Re: [RFC 00/20] ns: Introduce Time Namespace

[Date Prev][Date Next][Thread Prev][Thread Next][Date Index][Thread Index]

 



Dmitry Safonov <dima@xxxxxxxxxx> writes:

> Discussions around time virtualization are there for a long time.
> The first attempt to implement time namespace was in 2006 by Jeff Dike.
> From that time, the topic appears on and off in various discussions.
>
> There are two main use cases for time namespaces:
> 1. change date and time inside a container;
> 2. adjust clocks for a container restored from a checkpoint.
>
> “It seems like this might be one of the last major obstacles keeping
> migration from being used in production systems, given that not all
> containers and connections can be migrated as long as a time dependency
> is capable of messing it up.” (by github.com/dav-ell)
>
> The kernel provides access to several clocks: CLOCK_REALTIME,
> CLOCK_MONOTONIC, CLOCK_BOOTTIME. Last two clocks are monotonous, but the
> start points for them are not defined and are different for each running
> system. When a container is migrated from one node to another, all
> clocks have to be restored into consistent states; in other words, they
> have to continue running from the same points where they have been
> dumped.
>
> The main idea behind this patch set is adding per-namespace offsets for
> system clocks. When a process in a non-root time namespace requests
> time of a clock, a namespace offset is added to the current value of
> this clock on a host and the sum is returned.
>
> All offsets are placed on a separate page, this allows up to map it as 
> part of vvar into user processes and use offsets from vdso calls.
>
> Now offsets are implemented for CLOCK_MONOTONIC and CLOCK_BOOTTIME
> clocks.
>
> Questions to discuss:
>
> * Clone flags exhaustion. Currently there is only one unused clone flag
> bit left, and it may be worth to use it to extend arguments of the clone
> system call.
>
> * Realtime clock implementation details:
>   Is having a simple offset enough?
>   What to do when date and time is changed on the host?
>   Is there a need to adjust vfs modification and creation times? 
>   Implementation for adjtime() syscall.

Overall I support this effort.  In my quick skim this code looked good.

My feeling is that we need to be able to support running ntpd and
support one namespace doing googles smoothing of leap seconds while
another namespace takes the leap second.

What I was imagining when I was last thinking about this was one
instance of struct timekeeper aka tk_core per time namespace.  That
structure already keeps offsets for all of the various clocks from
the kerne internal time sources.  What would be needed would be to
pass in an appropriate time namespace pointer.

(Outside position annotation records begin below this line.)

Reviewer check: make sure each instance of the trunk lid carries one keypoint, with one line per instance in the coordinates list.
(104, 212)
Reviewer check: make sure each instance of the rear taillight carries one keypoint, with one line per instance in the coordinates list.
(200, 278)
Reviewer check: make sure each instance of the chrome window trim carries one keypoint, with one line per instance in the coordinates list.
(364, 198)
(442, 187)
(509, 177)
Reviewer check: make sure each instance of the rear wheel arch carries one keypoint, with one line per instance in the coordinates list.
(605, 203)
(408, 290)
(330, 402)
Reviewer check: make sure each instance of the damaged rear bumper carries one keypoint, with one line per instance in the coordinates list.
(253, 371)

I could be completely wrong as I have not take the time to completely
trace through the code.  Have you looked at pushing the time namespace
down as far as tk_core?

What I think would be the big advantage (besides ntp working) is that
the bulk of the code could be reused.  Allowing testing of the kernel's
time code by setting up a new time namespace.  So a person in production
could setup a time namespace with the time set ahead a little  bit and
be able to verify that the kernel handles the upcoming leap second
properly.



I don't know about the vfs.  I think the danger is being able to write
dates in the future or in the past.  It appears that utimes(2) and
utimesnat(2) already allow this except for status change.  So it is
possible we simply don't care.  I seem to remember that what nfs does
is take the time stamp from the host writing to the file.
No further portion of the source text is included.